Wenige Tage nach dem Russland zugeschriebenen Giftanschlag auf den Ex-Doppelagenten Sergej Skripal warnt Nato-Generalsekretär Jens Stoltenberg vor neuen Bedrohungen durch die russische Regierung. "Der Anschlag von Salisbury ist vor allem Ausdruck eines bestimmten Musters, das wir seit einigen Jahren beobachten: Russland wird immer unberechenbarer und immer aggressiver",  sagte Stoltenberg in einem Interview der Welt am Sonntag. Nach der illegalen Annexion der Krim, der Stationierung von Truppen in Georgien und zahlreichen Cyberattacken gebe es nunmehr weitere Bedrohungen.

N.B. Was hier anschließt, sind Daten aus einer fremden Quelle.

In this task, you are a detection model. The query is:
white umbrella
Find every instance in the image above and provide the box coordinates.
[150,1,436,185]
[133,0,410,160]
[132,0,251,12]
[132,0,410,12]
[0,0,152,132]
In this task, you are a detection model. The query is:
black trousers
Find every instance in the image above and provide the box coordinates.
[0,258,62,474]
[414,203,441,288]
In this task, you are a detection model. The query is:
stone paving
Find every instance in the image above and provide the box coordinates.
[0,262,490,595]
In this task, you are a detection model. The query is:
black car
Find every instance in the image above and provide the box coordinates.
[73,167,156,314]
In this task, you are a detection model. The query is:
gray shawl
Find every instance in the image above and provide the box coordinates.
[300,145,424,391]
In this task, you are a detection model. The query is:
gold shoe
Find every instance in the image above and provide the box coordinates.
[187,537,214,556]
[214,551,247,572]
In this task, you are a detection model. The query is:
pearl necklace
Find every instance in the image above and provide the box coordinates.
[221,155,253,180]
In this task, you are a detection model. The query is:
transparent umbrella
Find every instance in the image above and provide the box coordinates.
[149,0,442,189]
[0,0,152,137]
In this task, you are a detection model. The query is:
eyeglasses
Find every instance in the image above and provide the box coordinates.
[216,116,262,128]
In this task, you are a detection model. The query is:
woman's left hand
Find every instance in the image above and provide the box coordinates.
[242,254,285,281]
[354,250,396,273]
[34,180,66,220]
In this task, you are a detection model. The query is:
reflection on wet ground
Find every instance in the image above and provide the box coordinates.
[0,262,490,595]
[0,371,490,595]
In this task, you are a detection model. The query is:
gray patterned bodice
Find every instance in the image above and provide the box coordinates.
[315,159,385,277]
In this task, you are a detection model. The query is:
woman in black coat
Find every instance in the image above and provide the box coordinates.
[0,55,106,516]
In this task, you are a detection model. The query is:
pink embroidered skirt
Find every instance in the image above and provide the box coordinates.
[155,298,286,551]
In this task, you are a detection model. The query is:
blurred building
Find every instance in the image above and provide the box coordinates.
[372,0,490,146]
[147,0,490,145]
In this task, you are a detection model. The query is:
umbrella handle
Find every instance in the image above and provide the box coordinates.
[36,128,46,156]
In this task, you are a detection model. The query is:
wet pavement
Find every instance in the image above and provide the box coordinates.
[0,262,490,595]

"Wir sehen neuerdings, wie Russland Nuklearwaffen in die Militärdoktrin und in Militärübungen zusammenführt", sagte Stoltenberg. Es bestehe "die Gefahr, dass die russische Regierung sich schrittweise vom Einsatz konventioneller Waffen in Richtung Nuklearwaffen bewegen könnte". Die Nato-Staaten müssten darum ihre Verteidigungsbereitschaft und ihre Fähigkeiten weiter verbessern.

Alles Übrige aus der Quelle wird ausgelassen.